Archive for August, 2017

A Productive Month So Far

August 14, 2017

I’ve read eight more books since our last meeting including:

The next three volumes in Ellis Peters’ Brother Cadfael mysteries; The Confession of Brother Haluin (#15), The Heretic’s Appprentice (#16) and The Potter’s Field (#17). These were, as always, outstanding. Very immersive and calming, well written and carefully plotted, I really enjoy the time I spend in the 13th century at the Shrewsbury Abbey, and I think you will too. As always, if you like other Cadfael books, you’ll like these, and if you haven’t read any, these are as good a place as any to start.

Hidden History of Civil War Savannah by Michael L. Jordan was a bit of a disappointment. The book is good enough, I suppose for what it is, the problem is there really wasn’t much going on in Savannah during the War. The book was only 160 pages long and the first 112 covered pretty much all the salient facts; A.H., Stephens’ secession speech, the loss of Ft Pulaski, a sketch of Savannah’s defenses, a chapter on the Confederate prison camp and their evacuation of the city when Sherman arrived, Sherman taking the city, and a sketch of the creation and fate of CSS Atlanta. And the book still had to be padded by including a lengthy (30+ pages) recitation of the history of the creation of several CSA monuments in the city. I guess it’s okay if you’re traveling to Savannah and want to get some background, but do yourself a favor and borrow it from the library.

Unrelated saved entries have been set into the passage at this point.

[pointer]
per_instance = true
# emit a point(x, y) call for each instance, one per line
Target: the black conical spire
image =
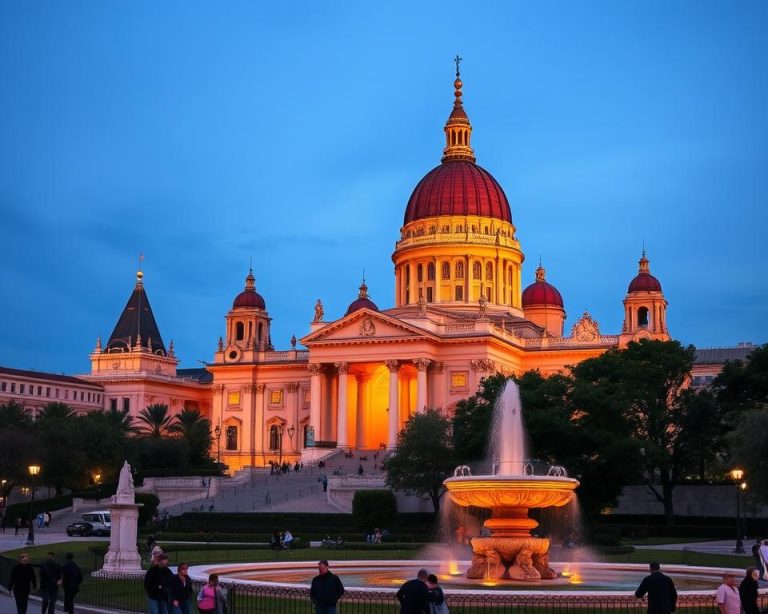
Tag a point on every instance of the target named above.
point(136, 324)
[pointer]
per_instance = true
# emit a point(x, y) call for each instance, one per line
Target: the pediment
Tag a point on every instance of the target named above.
point(365, 325)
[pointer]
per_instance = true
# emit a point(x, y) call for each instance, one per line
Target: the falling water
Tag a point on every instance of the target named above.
point(507, 437)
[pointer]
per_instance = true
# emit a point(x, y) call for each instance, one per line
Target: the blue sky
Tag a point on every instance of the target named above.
point(206, 133)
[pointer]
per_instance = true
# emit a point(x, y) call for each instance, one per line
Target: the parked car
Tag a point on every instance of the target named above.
point(80, 528)
point(101, 521)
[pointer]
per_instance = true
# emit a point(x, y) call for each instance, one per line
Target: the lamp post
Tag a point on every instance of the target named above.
point(217, 432)
point(736, 476)
point(34, 471)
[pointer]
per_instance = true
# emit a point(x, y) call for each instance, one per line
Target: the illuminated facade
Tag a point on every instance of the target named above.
point(460, 314)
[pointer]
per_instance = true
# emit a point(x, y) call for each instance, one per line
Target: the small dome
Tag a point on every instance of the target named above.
point(541, 294)
point(362, 301)
point(644, 281)
point(249, 298)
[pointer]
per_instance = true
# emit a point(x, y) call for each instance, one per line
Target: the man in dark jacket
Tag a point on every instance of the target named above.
point(326, 590)
point(71, 579)
point(157, 583)
point(414, 595)
point(662, 596)
point(23, 580)
point(50, 579)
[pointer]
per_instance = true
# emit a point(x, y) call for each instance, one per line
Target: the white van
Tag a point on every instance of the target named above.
point(101, 522)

97 Orchard: An Edible History of Five Immigrant Families in One New York Tenement by Jane Ziegelman was also a bit of a disappointment. The book is connected with NYC’s Lower East Side Tenement Museum which has used census records and family reminiscences to create a very specific history of specific families in specific apartments on one NY tenement building. I was expecting a similar project on the dietary history of these families. Instead I got a more generic history of the dietary history of the successive waves of immigrants and how those immigrants influenced American foodways as a whole. It was good enough I suppose, and I did learn a great deal, I just felt like it was oversold.

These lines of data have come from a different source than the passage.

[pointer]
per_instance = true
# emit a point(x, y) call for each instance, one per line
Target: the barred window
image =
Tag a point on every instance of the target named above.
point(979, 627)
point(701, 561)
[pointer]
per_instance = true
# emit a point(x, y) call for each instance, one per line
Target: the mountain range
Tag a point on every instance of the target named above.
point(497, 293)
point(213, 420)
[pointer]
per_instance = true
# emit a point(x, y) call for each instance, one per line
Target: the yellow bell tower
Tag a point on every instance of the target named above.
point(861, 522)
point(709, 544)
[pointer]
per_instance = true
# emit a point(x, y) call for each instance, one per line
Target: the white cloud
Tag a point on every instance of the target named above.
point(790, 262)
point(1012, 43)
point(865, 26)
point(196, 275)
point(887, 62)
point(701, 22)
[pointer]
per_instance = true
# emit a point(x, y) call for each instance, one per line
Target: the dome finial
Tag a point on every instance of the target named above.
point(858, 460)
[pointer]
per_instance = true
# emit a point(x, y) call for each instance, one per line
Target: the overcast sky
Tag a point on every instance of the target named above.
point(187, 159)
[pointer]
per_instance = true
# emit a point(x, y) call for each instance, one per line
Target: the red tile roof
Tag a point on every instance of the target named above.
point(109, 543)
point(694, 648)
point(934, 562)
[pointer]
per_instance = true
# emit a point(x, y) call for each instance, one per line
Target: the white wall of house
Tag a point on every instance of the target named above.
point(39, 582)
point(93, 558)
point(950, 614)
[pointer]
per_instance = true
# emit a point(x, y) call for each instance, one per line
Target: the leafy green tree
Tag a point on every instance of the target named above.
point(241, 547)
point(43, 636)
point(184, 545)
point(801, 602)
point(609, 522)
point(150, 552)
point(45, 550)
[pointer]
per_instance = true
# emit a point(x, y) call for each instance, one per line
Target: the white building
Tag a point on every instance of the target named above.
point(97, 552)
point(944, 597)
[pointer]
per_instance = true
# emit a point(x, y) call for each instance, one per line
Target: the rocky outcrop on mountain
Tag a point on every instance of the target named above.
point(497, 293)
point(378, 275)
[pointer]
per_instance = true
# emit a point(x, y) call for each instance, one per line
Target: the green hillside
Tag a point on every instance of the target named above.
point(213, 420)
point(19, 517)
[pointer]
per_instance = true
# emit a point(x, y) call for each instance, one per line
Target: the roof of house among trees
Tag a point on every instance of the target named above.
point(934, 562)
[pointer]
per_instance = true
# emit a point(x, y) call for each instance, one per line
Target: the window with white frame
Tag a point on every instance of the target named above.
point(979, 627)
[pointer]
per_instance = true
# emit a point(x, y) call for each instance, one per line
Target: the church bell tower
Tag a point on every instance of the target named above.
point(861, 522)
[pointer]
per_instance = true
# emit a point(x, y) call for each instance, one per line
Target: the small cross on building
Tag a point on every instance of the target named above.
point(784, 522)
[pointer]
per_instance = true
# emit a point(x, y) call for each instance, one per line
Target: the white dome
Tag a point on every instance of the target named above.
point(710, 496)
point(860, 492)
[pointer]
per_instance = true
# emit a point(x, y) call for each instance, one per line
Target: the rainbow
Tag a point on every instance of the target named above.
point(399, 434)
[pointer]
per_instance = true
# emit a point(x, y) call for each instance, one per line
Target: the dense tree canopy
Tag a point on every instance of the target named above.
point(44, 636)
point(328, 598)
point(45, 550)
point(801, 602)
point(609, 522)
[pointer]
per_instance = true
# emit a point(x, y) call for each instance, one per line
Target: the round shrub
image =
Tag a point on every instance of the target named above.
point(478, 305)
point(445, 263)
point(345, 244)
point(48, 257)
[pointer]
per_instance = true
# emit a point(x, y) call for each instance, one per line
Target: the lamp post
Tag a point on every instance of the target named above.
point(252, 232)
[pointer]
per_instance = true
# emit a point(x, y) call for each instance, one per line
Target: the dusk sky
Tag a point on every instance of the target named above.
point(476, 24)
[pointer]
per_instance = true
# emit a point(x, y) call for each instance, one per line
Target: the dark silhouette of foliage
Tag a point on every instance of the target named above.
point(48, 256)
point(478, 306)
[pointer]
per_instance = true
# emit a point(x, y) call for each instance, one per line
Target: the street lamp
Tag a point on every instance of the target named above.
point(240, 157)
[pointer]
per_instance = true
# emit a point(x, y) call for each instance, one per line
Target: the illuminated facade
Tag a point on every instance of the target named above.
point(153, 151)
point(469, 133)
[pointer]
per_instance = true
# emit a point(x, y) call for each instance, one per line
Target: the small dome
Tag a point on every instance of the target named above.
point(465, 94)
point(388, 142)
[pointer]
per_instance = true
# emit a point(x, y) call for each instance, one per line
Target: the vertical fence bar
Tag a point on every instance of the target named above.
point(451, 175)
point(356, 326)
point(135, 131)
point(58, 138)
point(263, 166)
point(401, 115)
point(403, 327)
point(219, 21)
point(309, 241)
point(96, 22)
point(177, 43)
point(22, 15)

Shogun by James Clavell is the story of an English pilot of a Portuguese ship cast ashore on 17th century Japan by a storm during the era when daimyo Yoshi Toranaga (a thinly disguised version of Ieyasu Tokugawa) is consolidating political and military power in Japan and establishing his Shogunate. The book was absolutely enthralling it provides a wealth of information about Japanese history and culture, the early Christian era in Japan, and I literally couldn’t put it down. I watched the mini-series with Richard Chamberlain when it first came out in 1980, and subsequently read the book. I somehow missed that the character Blackthorn was actually based on William Adams a real person whose adventures more or less followed those of the character in the book. Anyway, this one is highly recommended.

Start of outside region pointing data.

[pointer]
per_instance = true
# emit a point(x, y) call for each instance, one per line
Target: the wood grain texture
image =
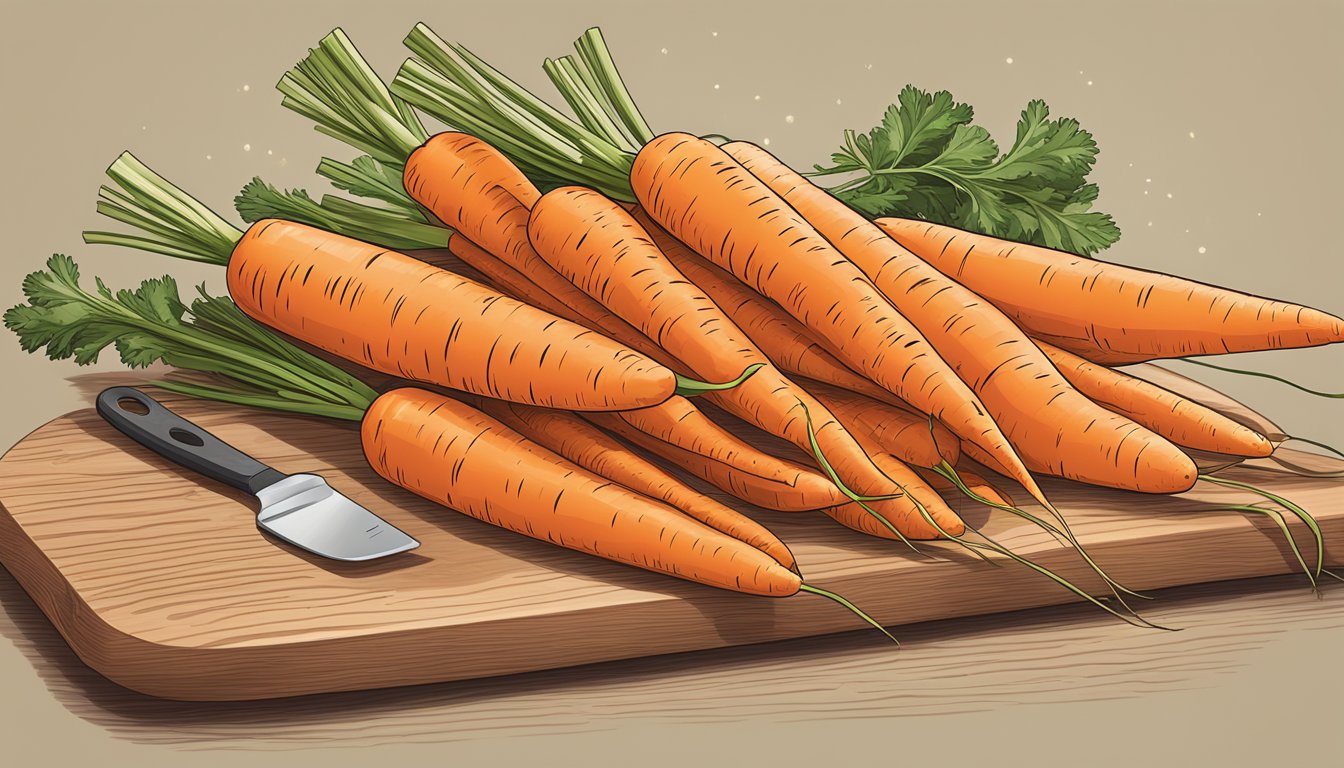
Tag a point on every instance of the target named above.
point(160, 580)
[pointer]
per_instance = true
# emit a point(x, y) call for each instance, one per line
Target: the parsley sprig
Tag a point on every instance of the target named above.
point(929, 160)
point(210, 335)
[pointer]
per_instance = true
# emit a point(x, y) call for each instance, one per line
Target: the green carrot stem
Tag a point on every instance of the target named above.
point(598, 61)
point(1298, 511)
point(1282, 526)
point(991, 545)
point(211, 336)
point(694, 388)
point(170, 221)
point(336, 88)
point(1264, 375)
point(389, 227)
point(854, 608)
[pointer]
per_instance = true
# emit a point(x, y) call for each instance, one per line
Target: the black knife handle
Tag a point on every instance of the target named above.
point(174, 437)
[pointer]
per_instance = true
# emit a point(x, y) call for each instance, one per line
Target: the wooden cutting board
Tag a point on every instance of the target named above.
point(160, 580)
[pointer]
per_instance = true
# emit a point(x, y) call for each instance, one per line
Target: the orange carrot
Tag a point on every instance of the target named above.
point(708, 201)
point(601, 249)
point(596, 451)
point(782, 339)
point(457, 456)
point(922, 509)
point(683, 435)
point(676, 431)
point(477, 193)
point(883, 428)
point(1106, 312)
point(1180, 420)
point(1053, 428)
point(397, 315)
point(977, 484)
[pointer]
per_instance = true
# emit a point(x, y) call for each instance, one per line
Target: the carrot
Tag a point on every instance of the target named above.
point(454, 455)
point(708, 201)
point(703, 448)
point(383, 310)
point(601, 249)
point(476, 191)
point(397, 315)
point(973, 482)
point(782, 339)
point(919, 510)
point(883, 428)
point(1053, 428)
point(596, 451)
point(1106, 312)
point(1180, 420)
point(675, 429)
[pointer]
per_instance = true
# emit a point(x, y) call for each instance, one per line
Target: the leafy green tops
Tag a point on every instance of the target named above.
point(928, 160)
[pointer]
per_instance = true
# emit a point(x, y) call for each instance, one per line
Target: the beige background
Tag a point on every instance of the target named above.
point(188, 86)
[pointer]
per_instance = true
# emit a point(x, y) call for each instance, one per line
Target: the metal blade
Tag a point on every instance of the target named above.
point(307, 513)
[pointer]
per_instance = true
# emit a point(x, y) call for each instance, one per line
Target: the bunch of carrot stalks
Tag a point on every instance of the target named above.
point(626, 318)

Voices from St. Simons: Personal Narratives of an Island’s Past by Stephen Dorster is a collection of oral histories by a series of interesting people who live or lived on St Simon’s Island off the GA Coast. I read it because I grew up in Liberty County GA, just up the coast from SSI and spent a fair amount of time on the island’s beach. It was okay. The era of the reminiscences was from the late 30’s to the early 60’s and didn’t include much of historical interest. Unless you’re headed to the island and are looking for some local flavor, you can skip this one.

The Man Who Would Not Be Washington: Robert E. Lee’s Civil War and His Decision That Changed American History by Jonathan Horn is a weird biography of Lee focusing mostly on his connections to George Washington. I’m not sure about the source of the title, because the author is never explicit about how Lee could have been Washington, but I suppose I do concede that if Lee had accepted command of the US Army being raised to suppress the rebellion, or if he had simply resigned his US commission and sat out the war history would have been changed. Other than that, it was an okay book. The tone was fairly even-handed being neither a polemic against Lee nor a hagiography of him. I suppose it might make a decent first biography from someone who was interested in Lee, but didn’t want to wade through Freeman’s multi-volume opus.